CHARLOTTESVILLE, Va. (WVIR) - The lines that marked discrimination are clearly drawn on old maps of Charlottesville. Researchers are using them to open people’s eyes about a shameful part of our history.
The Jefferson School African American Heritage Center is focusing on a decades-old problem that kept people of color from living in white neighborhoods around Charlottesville and into Albemarle County.
Yager says lines were drawn around different neighborhoods on maps to separate whites and Blacks.
“They created an organization called the Homeowner’s Loan Corporation,” she said.
That, and community-based racial covenants, further restricted homes being sold or rented to people other than Caucasians.
Eventually outlawed in 1968m Yager says the lasting impacts continue: “So your neighborhood predicts life outcomes, whether it’s health, education, job employment, income, everything. They can actually look at your zip code, look at your block, and tell you with a 90% chance where you’ll end up,” she said.
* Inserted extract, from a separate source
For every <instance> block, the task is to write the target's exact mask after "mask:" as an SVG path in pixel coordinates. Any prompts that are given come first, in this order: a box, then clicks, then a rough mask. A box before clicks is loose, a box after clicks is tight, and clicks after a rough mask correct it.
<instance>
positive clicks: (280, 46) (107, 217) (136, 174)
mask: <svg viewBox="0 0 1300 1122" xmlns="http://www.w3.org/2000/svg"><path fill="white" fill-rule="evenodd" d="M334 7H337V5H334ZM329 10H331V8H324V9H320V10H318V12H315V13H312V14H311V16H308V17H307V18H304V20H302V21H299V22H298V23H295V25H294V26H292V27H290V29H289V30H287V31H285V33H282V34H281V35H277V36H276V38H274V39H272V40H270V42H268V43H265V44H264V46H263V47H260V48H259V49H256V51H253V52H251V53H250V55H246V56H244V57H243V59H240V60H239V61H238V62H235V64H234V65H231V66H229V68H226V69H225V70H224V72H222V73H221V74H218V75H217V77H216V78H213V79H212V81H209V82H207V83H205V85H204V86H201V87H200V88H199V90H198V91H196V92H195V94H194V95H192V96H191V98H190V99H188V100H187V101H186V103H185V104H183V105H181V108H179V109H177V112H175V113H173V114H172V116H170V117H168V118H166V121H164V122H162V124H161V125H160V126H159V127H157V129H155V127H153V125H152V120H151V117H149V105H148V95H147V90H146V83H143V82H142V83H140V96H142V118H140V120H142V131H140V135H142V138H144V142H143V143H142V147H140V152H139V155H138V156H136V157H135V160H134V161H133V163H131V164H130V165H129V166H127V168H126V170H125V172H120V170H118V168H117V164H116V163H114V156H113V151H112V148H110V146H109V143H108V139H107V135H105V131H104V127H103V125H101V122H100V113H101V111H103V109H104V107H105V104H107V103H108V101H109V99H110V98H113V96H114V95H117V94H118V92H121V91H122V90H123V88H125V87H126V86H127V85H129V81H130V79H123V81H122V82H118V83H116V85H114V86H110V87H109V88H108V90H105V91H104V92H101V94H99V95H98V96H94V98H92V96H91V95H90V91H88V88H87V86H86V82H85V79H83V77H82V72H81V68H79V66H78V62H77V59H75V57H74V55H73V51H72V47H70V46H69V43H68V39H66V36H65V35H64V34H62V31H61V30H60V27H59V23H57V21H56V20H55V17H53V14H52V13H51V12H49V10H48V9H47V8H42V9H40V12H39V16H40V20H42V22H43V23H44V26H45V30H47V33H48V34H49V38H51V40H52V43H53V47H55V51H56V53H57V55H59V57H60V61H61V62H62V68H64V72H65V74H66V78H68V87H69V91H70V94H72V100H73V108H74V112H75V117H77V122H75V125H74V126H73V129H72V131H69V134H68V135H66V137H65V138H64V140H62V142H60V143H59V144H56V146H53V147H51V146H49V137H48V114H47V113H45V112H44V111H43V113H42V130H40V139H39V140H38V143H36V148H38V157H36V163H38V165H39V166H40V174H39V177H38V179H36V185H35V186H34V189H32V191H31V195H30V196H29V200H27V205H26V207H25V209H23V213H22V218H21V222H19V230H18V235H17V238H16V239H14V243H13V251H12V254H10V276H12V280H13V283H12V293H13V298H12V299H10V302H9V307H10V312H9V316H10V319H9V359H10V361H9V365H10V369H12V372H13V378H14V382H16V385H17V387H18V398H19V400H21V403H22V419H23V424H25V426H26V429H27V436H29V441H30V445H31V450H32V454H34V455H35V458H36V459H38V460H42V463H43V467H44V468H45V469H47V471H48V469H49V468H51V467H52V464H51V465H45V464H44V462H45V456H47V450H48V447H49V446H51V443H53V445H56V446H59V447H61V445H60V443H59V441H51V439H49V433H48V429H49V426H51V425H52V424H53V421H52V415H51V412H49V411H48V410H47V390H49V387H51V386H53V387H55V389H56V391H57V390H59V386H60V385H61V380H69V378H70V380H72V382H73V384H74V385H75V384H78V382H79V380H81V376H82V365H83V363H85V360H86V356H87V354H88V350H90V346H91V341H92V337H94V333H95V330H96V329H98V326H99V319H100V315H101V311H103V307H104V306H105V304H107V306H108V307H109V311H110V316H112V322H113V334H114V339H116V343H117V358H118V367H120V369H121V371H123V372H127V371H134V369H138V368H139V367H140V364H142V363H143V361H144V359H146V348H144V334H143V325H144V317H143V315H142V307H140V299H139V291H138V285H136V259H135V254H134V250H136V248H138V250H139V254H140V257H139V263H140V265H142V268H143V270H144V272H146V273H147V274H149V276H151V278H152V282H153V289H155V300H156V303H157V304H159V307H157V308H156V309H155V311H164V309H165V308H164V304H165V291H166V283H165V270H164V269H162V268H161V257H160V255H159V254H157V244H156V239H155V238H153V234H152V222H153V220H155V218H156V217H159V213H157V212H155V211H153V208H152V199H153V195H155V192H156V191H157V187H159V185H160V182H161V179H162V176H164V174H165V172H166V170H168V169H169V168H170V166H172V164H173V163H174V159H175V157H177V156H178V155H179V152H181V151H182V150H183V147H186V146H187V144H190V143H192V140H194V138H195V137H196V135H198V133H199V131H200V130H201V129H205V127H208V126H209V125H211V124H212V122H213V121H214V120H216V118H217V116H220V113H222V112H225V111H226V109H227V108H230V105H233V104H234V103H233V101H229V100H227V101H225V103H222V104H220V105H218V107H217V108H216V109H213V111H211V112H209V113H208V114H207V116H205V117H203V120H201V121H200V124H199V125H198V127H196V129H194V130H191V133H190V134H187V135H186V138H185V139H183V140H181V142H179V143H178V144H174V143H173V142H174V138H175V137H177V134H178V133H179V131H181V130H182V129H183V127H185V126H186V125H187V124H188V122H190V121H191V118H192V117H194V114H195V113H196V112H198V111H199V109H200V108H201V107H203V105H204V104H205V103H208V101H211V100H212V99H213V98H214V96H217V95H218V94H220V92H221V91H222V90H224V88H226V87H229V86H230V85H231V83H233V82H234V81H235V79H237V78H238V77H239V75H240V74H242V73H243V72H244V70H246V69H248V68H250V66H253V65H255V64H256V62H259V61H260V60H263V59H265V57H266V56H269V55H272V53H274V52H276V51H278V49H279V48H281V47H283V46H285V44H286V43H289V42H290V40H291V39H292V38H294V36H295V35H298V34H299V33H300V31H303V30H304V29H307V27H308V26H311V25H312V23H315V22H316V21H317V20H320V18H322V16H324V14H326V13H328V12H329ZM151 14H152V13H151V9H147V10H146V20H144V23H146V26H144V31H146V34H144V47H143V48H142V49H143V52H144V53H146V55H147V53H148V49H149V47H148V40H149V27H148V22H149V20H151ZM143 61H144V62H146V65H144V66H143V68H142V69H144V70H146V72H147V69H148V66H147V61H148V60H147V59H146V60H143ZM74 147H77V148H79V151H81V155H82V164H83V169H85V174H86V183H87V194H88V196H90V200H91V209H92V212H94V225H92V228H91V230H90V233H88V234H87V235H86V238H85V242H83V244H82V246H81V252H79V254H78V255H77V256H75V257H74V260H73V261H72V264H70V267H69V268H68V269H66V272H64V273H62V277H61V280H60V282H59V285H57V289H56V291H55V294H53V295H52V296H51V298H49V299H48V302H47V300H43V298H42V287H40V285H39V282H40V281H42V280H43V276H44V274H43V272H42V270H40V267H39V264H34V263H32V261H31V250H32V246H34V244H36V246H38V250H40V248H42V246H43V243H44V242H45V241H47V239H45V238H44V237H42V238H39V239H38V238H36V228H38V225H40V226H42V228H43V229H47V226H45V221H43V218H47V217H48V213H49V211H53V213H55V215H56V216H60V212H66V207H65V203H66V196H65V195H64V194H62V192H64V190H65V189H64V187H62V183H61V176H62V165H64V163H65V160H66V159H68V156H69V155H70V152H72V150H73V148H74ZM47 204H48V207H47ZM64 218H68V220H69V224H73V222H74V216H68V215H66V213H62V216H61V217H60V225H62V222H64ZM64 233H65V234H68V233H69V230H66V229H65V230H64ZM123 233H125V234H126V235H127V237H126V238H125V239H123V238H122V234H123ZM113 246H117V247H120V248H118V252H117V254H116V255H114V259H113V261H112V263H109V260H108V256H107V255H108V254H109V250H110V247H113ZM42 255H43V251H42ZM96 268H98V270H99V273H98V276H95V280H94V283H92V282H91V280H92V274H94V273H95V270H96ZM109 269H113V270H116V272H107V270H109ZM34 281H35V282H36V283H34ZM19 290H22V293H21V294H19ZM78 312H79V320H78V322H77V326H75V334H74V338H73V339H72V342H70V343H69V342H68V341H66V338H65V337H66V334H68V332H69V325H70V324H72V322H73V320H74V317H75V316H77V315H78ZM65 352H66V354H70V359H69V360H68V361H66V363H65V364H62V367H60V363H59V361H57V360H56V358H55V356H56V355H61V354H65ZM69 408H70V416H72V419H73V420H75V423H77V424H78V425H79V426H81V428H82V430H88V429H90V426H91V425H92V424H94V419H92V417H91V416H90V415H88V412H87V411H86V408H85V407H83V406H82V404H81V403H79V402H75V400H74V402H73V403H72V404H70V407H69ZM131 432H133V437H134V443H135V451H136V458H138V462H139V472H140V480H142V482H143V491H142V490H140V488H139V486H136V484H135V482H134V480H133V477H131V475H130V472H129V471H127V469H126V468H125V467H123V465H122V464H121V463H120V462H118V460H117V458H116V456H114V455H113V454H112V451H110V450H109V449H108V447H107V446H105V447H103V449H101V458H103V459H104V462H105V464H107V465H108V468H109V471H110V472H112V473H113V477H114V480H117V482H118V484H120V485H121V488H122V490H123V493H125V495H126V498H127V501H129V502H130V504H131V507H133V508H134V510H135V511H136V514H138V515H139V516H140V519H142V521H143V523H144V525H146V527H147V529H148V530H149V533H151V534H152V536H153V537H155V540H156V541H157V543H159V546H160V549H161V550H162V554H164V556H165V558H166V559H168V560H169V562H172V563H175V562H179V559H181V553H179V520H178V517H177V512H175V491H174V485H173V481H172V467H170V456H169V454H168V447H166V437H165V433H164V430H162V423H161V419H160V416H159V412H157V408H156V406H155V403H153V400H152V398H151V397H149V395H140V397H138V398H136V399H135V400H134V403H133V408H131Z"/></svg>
Understanding and working to correct the redlining can help create contemporary equities.
Mapping Cville is an entirely volunteer-based project working to undo this history. Now, the project is expanding its scope out of Charlottesville, where years of research have been done, and into Albemarle County.
“We hope to launch in the summer a crowdsource program to really engage with people and get out there and teach them about this history,” Yager said.
The history of redlining and racial covenants led to 99% of federally approved loans being awarded to white families until the 1940s.